- Born: 1989 (age 36–37) Yamagata City, Yamagata Prefecture, Japan

Gymnastics career
- Discipline: Rhythmic gymnastics
- Country represented: Japan
- Retired: Yes

= Nanase Shoji =

Japanese rhythmic gymnast (born 1989)

Nanase Shoji is a Japanese retired individual rhythmic gymnast. She now works for Yamagata City Hall.

== Career ==
Shoji was born in Yamagata Prefecture and began training in rhythmic gymnastics there when she was five years old. As a gymnast, she was known for her pivots (spins) as well as her speed and power.

In 2004, she came in second at the Japanese National Middle School Women's Rhythmic Gymnastics Championships. In August 2005, she won her first of three National High School Athletic Championships titles. In September, she competed at the World Cup stage in Varna, Bulgaria, where she placed 5th. That November, she was fourth at the Japanese Championships.

The next year, in May, she competed at the Japanese Youth Championships. She demonstrated her skill with pivots at the competition and won the silver medal, but she said that "I couldn't perform acceptably". She competed at the World Cup stage in Irkutsk in June and finished in 16th place. In August, she won her second National High School Athletic Championships; she was the first rhythmic gymnast to repeat her victory there since Rieko Matsunaga had done so 9 years earlier.

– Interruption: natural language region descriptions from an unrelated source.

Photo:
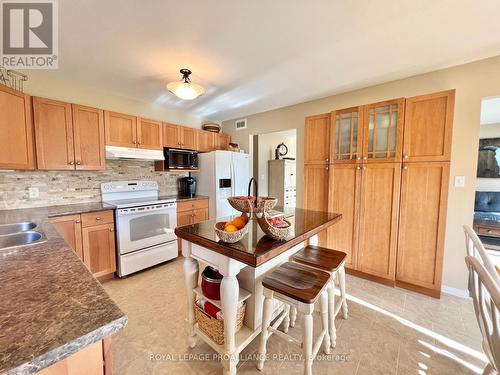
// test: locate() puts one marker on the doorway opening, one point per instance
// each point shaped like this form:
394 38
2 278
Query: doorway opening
274 165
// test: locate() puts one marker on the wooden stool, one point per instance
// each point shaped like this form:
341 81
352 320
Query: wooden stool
331 261
299 287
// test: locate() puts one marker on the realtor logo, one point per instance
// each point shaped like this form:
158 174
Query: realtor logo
29 34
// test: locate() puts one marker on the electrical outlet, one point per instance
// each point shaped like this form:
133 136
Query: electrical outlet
33 192
459 181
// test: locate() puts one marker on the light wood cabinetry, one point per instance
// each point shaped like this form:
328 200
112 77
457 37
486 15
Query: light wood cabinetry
53 134
206 141
149 134
317 139
389 174
70 229
345 197
88 137
94 359
378 220
92 236
316 182
171 135
428 127
68 136
16 130
99 249
383 131
222 141
347 135
120 129
424 193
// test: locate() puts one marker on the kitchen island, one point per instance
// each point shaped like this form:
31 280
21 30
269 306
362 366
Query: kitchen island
243 266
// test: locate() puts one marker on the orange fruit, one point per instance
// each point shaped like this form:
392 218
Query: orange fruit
230 228
239 222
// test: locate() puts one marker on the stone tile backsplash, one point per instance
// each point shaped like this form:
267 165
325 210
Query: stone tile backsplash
68 187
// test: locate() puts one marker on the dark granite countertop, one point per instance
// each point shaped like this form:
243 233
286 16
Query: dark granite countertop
256 248
51 304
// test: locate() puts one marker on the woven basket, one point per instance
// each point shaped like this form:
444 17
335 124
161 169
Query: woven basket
214 328
230 237
272 231
247 204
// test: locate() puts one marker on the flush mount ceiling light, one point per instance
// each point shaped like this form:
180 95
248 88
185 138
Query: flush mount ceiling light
184 88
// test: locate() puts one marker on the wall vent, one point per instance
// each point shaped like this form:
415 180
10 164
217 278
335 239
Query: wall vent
241 124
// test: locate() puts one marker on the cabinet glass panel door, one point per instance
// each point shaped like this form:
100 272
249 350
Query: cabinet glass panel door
347 135
383 131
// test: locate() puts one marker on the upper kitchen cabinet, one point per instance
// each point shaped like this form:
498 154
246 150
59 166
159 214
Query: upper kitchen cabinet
53 134
347 135
428 126
88 136
171 135
383 131
317 139
206 141
149 134
177 136
16 130
121 130
222 141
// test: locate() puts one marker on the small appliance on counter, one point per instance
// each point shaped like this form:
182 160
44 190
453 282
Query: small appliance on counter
187 186
180 159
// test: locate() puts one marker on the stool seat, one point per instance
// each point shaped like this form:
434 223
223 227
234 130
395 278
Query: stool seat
320 257
302 283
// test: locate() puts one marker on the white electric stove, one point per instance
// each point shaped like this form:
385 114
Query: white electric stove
145 224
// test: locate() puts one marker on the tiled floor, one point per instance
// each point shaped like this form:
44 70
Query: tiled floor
389 331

In March 2007, Shoji won the National High School Rhythmic Gymnastics Championships in March. In May, she competed in a selection competition for international competitions, but after making mistakes in her clubs and ribbon routines, she finished in 13th place. Later in May, she placed fourth at the Japanese Youth Championships. In August, she won her third consecutive National High School Athletic Championships. She was the second-ever women's rhythmic gymnast to do so after Kumiko Fumoto did so 31 years before her. Shoji said that she had won her third consecutive title "by chance" and that she had wanted to compete without making mistakes, since it was her last Championships. In November, she placed 9th at the Japanese Championships. Afterward, she expressed hope that she would be selected for the 2009 World Championships, held in Mie, Japan, and stated that she had chosen to attend the Tokyo Women's College of Physical Education, where many Olympic rhythmic gymnasts have studied.

In September 2008, she competed in the National Collegiate Rhythmic Gymnastics Championships and finished in second place. She placed 5th at the National Championships in December.

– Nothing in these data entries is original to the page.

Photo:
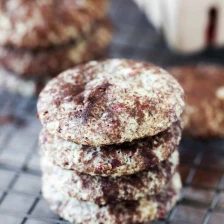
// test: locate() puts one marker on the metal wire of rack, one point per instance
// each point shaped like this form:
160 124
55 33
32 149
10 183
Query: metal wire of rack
202 162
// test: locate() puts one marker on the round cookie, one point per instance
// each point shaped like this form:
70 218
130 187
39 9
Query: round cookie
204 89
112 160
44 23
142 211
110 102
51 61
107 190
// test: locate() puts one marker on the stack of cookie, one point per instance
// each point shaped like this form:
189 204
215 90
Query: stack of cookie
39 39
110 142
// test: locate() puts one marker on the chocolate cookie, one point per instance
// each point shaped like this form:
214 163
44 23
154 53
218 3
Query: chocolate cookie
204 88
113 160
104 190
144 210
110 102
51 61
35 24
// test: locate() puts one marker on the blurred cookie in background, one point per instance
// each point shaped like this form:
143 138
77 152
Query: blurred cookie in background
204 96
39 39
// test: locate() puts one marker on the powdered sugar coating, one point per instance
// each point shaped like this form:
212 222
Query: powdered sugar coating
104 190
110 102
38 63
113 160
142 211
43 23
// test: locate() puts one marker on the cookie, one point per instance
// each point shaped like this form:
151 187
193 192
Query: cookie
113 160
110 102
144 210
204 88
106 190
45 23
51 61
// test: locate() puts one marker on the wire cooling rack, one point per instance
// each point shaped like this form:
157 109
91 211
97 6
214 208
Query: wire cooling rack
202 162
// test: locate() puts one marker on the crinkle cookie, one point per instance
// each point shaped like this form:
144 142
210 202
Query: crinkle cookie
204 87
144 210
43 23
112 160
110 102
106 190
51 61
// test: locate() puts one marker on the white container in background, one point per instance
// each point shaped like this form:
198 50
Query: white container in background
188 25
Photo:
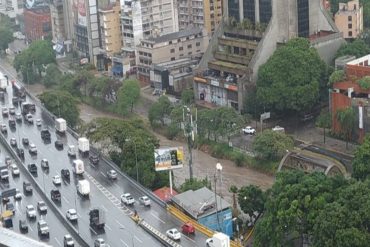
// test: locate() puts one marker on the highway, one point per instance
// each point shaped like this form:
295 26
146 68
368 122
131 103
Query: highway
120 230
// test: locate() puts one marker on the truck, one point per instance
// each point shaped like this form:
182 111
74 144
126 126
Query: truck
97 219
61 126
78 167
83 187
83 146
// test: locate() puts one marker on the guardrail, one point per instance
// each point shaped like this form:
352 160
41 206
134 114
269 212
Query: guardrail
47 200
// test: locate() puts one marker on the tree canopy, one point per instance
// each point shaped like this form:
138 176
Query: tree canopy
290 79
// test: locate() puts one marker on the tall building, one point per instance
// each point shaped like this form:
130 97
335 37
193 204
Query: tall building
200 13
349 19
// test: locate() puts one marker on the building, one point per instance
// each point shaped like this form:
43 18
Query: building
207 208
251 34
205 14
169 47
349 19
110 28
37 24
349 93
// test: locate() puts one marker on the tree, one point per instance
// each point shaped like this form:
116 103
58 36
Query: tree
291 77
346 118
324 121
187 97
361 162
128 96
61 104
251 200
271 145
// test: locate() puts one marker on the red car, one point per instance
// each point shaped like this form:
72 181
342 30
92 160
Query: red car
188 228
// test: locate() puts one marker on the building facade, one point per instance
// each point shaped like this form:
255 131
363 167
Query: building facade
170 47
349 19
205 14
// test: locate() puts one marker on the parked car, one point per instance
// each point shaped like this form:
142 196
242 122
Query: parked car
173 234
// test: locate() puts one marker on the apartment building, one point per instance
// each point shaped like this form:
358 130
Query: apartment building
205 14
170 47
349 19
110 28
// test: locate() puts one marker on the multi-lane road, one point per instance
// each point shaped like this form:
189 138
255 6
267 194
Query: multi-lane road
120 230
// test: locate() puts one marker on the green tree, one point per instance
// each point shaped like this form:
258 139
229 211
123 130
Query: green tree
187 97
61 104
291 78
346 118
272 145
128 96
251 200
324 121
361 162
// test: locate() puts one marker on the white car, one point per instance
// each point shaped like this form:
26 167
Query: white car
30 211
72 214
173 234
249 130
57 180
144 200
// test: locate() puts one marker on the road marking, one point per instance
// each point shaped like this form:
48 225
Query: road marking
155 216
65 199
58 241
123 242
138 239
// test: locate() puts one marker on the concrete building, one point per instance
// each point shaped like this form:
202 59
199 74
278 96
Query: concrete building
349 19
229 67
205 14
37 24
170 47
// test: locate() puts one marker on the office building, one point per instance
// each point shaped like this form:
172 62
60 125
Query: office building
349 19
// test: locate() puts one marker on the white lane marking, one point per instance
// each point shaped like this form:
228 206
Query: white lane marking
65 199
123 242
58 241
155 216
138 239
120 224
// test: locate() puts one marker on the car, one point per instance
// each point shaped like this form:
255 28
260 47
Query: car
188 228
29 118
44 164
23 227
32 149
38 122
12 110
5 112
57 180
112 174
68 241
94 159
13 142
99 242
71 214
27 188
18 195
32 168
30 211
25 141
127 199
144 200
173 234
41 207
15 170
249 130
43 228
58 144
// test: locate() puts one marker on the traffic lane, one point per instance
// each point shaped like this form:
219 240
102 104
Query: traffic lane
57 229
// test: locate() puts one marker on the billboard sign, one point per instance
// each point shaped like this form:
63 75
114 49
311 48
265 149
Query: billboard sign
168 158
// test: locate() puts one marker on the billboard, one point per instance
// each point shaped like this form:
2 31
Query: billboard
168 158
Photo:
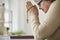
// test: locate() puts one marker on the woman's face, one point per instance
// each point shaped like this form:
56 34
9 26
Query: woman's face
45 5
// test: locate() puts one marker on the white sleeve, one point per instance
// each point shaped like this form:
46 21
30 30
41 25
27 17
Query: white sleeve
50 24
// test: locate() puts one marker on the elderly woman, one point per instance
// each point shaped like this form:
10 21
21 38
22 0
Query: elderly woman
50 27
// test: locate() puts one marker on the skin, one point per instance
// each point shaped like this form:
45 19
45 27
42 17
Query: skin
45 5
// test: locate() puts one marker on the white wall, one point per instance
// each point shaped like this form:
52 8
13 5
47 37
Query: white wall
19 12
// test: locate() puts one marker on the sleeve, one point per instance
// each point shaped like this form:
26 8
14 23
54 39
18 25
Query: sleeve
50 23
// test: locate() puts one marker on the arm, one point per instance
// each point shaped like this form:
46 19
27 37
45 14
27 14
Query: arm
50 23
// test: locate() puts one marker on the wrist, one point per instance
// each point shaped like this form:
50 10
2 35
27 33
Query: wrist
29 8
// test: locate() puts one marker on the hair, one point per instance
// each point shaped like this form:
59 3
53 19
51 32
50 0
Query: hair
46 0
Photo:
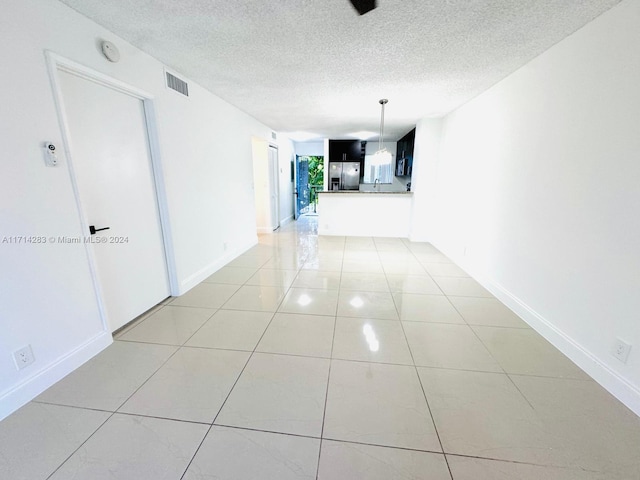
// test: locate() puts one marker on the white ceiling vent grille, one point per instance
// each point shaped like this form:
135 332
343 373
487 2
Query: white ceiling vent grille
180 86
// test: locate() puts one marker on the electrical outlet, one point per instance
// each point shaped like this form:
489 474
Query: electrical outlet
23 357
621 350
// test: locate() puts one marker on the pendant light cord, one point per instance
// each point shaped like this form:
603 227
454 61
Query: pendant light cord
382 102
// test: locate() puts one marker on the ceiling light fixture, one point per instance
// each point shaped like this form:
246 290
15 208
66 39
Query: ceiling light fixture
382 156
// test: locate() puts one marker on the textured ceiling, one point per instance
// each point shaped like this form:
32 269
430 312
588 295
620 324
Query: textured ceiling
316 66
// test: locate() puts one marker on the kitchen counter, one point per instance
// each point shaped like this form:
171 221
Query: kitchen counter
365 214
375 192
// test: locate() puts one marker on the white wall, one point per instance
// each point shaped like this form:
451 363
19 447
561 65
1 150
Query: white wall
286 155
538 194
309 148
46 294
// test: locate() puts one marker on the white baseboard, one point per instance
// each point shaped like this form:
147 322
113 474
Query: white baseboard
591 364
194 279
31 387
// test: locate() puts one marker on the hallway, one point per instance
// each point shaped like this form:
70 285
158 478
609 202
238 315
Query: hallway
326 357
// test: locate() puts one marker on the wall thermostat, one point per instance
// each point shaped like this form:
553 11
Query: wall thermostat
110 51
50 155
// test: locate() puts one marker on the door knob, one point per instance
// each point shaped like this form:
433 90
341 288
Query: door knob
93 229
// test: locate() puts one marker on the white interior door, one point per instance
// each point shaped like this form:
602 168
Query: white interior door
274 187
112 165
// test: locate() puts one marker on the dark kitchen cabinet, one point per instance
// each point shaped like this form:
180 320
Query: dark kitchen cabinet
347 151
404 154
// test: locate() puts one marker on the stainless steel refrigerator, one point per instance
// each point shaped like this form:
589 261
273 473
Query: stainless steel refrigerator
344 175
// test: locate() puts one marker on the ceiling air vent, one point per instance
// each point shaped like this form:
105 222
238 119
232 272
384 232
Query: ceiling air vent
180 86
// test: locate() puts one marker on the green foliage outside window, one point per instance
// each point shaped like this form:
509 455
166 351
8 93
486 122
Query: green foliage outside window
316 170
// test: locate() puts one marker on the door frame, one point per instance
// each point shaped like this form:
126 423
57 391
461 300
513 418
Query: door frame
274 173
56 63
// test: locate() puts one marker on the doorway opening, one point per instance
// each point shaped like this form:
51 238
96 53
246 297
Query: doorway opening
309 180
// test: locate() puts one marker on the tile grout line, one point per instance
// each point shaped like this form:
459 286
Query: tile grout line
424 393
213 422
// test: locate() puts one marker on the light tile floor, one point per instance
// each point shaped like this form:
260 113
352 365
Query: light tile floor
326 358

The next year, she was selected for the 2009 World Games held in Taiwan. She competed there in July; her best result was 16th place in the hoop competition. In August, she won a second silver all-around medal at the National Collegiate Championships, and she won the ribbon final. In October, she participated in the Asian Championships, where she competed with rope (5th place) and ribbon (7th place).

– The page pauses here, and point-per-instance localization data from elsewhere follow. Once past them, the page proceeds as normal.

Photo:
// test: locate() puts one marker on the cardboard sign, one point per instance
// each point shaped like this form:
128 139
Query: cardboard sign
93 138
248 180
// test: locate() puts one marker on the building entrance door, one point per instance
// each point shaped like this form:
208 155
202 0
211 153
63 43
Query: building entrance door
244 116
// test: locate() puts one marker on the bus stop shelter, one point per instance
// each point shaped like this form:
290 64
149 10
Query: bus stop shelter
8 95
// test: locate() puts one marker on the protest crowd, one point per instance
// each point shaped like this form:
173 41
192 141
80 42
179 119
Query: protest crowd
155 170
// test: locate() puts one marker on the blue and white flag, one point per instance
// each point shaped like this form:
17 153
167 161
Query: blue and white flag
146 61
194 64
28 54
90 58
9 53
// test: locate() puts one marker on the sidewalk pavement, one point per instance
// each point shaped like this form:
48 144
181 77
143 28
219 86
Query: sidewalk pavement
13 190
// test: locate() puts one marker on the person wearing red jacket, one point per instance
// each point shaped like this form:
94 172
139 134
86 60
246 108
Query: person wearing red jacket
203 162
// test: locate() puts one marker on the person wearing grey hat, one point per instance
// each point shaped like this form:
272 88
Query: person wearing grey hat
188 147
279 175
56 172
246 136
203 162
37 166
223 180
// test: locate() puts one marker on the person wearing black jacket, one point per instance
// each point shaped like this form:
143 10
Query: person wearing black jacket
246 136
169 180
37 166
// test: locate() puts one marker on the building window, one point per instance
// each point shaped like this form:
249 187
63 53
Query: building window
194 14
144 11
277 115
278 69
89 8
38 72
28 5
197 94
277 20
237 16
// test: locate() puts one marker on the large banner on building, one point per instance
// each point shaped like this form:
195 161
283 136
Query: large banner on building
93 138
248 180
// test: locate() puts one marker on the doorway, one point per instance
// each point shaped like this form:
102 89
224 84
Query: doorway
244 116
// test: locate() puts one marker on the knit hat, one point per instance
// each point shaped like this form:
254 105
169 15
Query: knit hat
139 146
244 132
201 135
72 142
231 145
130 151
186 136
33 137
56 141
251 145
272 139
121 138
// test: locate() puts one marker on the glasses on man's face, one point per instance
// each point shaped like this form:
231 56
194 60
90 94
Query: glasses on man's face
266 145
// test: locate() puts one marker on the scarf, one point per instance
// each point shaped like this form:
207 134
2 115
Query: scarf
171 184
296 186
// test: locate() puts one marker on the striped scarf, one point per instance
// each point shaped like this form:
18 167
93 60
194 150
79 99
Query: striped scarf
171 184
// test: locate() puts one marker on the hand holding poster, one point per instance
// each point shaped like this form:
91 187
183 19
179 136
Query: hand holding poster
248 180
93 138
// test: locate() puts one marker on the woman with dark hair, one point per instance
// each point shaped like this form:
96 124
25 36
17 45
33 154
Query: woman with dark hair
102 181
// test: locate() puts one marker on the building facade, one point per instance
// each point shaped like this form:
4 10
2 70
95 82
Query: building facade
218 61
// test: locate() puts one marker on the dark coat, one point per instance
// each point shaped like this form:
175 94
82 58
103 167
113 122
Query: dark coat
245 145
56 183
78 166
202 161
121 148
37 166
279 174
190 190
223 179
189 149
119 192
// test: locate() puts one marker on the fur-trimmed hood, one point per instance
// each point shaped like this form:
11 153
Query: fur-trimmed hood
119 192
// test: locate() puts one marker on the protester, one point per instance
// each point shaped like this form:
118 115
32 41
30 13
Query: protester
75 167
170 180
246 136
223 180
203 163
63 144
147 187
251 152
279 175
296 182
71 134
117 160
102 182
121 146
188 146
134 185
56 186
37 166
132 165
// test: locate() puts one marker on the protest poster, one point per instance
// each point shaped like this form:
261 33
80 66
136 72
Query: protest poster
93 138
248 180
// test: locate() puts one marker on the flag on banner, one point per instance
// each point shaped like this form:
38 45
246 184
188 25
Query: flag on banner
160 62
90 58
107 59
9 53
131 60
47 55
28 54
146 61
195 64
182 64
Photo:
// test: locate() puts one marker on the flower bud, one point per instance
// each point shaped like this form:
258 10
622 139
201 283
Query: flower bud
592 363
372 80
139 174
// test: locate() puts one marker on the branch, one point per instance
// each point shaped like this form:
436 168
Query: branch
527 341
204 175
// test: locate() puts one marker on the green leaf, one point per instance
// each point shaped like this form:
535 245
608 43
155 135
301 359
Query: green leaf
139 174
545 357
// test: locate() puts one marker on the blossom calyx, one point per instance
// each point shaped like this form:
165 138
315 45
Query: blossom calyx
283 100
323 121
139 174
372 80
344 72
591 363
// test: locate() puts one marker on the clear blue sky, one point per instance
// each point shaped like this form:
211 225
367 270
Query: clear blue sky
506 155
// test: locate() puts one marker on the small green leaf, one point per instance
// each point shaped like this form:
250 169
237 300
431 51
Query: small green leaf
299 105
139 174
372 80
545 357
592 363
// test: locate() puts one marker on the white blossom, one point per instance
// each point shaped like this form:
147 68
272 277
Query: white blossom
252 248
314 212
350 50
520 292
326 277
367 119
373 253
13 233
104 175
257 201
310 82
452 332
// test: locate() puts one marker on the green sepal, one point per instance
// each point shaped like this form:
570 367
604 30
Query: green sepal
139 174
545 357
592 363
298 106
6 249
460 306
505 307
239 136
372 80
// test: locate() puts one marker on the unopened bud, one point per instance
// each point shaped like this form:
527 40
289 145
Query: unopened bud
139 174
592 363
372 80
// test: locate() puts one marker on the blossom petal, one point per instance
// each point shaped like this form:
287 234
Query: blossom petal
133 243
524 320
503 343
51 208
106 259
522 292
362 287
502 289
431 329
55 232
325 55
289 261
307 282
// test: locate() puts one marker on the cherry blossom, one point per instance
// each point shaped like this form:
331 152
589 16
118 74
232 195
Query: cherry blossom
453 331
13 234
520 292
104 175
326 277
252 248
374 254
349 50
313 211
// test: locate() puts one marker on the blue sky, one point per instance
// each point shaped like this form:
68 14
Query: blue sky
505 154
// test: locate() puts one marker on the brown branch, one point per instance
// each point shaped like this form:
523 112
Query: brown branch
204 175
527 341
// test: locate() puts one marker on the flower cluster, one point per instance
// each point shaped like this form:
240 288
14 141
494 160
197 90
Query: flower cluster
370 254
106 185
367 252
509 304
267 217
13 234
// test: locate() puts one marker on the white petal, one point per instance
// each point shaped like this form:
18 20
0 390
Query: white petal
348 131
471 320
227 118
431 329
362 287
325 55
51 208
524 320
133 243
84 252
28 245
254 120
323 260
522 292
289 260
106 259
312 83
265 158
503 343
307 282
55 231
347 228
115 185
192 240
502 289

Shoji continued to competed in 2010, but it was a difficult year for her, and she made an unusual number of mistakes in competition.

The Tokyo Women's College of Physical Education Rhythmic Gymnastics Club attends a training camp in Yamagata Prefecture every year. However, in 2011, the camp was almost cancelled due to the aftermath of the 2011 Tōhoku earthquake and tsunami. The Yamagata Rhythmic Gymnastics Association requested that the training camp be held once the gymnasium, which had been in use as an evacuation center, became available again. The club held a free showcase during the camp. Shoji was one of the members who attended. Along with her fellow Yamagata native teammate Nachi Misawa, she stated ahead of the showcase, "We're hearing that many people from Tōhoku will come to watch, so we want to extend cheer to the victims through our performances."

In August 2011, she finished 10th at her final National Collegiate Championships. The following month, she was accepted as a Yamagata city employee through a special selection process. She said of her new position, "Until now, I was in the position of being supported by Yamagata. I want to repay that."